„Wir wollen 10 Prozent Marktanteil in Deutschland“

Siemens Windpark in Frankreich.

Interview mit Hannes Reuter, CEO Wind Power EMEA zu der zukünftigen Marktentwicklung der Siemens AG im Bereich der Windenergie.

Herr Reuter, was sind Ihre Erwartungen für den deutschen Onshore-Markt für das nächste und das übernächste Jahr?

Die nächsten Jahre werden durch die Umstellung auf das Auktionsmodell bestimmt sein. 2015, 2016 werden wir noch viele Neuinstallationen sehen, sicherlich bis zu 3.500 Megawatt, weil die Unternehmen ihre Anlagen noch vor der Neuregelung ans Netz bringen wollen. Vielleicht gibt es dann einen kleinen Einschnitt. Aber ich glaube, dass wir uns danach im Bereich bis zu 2500 Megawatt jährlich stabilisieren werden.

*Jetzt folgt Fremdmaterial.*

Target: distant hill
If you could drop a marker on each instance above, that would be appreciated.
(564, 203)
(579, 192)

Siemens ist in Deutschland Offshore stark vertreten, Onshore aber kaum noch. Dort hat in den letzten Jahren Enercon den Markt dominiert. Auf der Windenergy in Hamburg haben Sie nun ihre neue Turbine für Schwachwindstandorte vorgestellt. Welche Marktanteile streben Sie an?

Wir wollen die Zehn-Prozenthürde auf jeden Fall überschreiten. Ende dieses Jahres werden wir bis zu 200 Megawatt installiert haben, also bei etwa 6 Prozent des deutschen Onshore-Marktes liegen.

Was zeichnet ihre neue Turbine aus?

Sie ist speziell für Schwachwindstandorte entwickelt, aber auch Flexibel für mittelstarken Wind. Wir können sie in ganz Deutschland aufstellen. Sie hat eine ähnliche Leistung wie die bisherigen Anlagen der D3 Baureihe, bringt aber durch den größeren Rotor rund 20 Prozent mehr Ertrag.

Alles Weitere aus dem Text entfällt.